Privately, of course, he can do as he pleases — like anyone else.
But Quayle apparently is going to publicly announce his endorsement of Mitt Romney for the presidency today in Arizona.
And that could really open a Pandora's box.
Quayle, who was born in Indiana, grew up in Arizona, then returned to Indiana where he graduated from high school and worked for the family newspaper and practiced law before embarking on a political career that took him to the U.S. House and U.S. Senate before his four–year term as George H.W. Bush's vice president.
I guess Quayle had a pretty good image in Indiana when Bush picked him to be his running mate. He never got less than 54% of the vote, including the time he unseated incumbent Sen. Birch Bayh in 1980, and, for most people outside Indiana, I guess, the sight of him at the 1988 Republican convention was their first real exposure to him.
The choice was controversial from the start.
Quayle didn't help matters — either during the campaign, when Lloyd Bentsen memorably told him he was "no Jack Kennedy," or after the election and subsequent inauguration, when he told American Samoans they were "happy campers" or when he supposedly said he regretted not having studied Latin in school so he could converse with a group of Latin Americans.
That latter item, incidentally, is said to have started as a joke about Quayle that took on a life of its own. Some of Quayle's defenders clearly have indulged in some revisionist history — it's hard to deny the statements that live on in video and audio tape — but others are correct when they suggest that many of Quayle's alleged malapropisms started as jokes that appeared credible because he really did utter so many others.

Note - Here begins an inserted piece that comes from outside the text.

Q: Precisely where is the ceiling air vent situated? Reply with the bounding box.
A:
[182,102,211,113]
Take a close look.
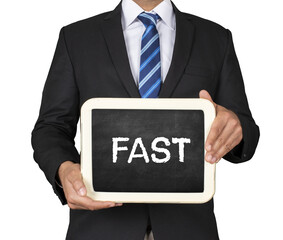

Depending upon the identity of the GOP's eventual running mate, he or she should study the Bush–Quayle 1988 campaign for tips on what not to do — and how to handle the inevitable setbacks and misstatements. It's all part of living under the microscope.
It's a pity that Sarah Palin — or her handlers — didn't try to apply any of the lessons that should have been learned from the Quayle experience.
Quayle, it seems, is still learning. He's been away from the vice presidency for nearly 20 years now, but people still remember things he said — even if he doesn't.
Shira Schoenberg of the Boston Globe observed that "Quayle is known for his rhetorical blunders — once, spelling potato with an 'e' on the end."
As long as Quayle doesn't jump headlong into the campaign and draw more attention to himself, as long as he makes his endorsement and then retreats into private life, there probably won't be too many more reminders of the weird old days — when Quayle said things that were actually attributable, like when he mangled the United Negro College Fund's slogan by saying "what a waste it is to lose one's mind, or not to have a mind is being very wasteful."
So my advice to Quayle would be this:
Express your opinion. Make an endorsement. Put a Romney sticker on your car.
Then shut up.
We already have enough of your misstatements to write a book.
Come to think of it, several people already have. No sense in providing ample material for a sequel.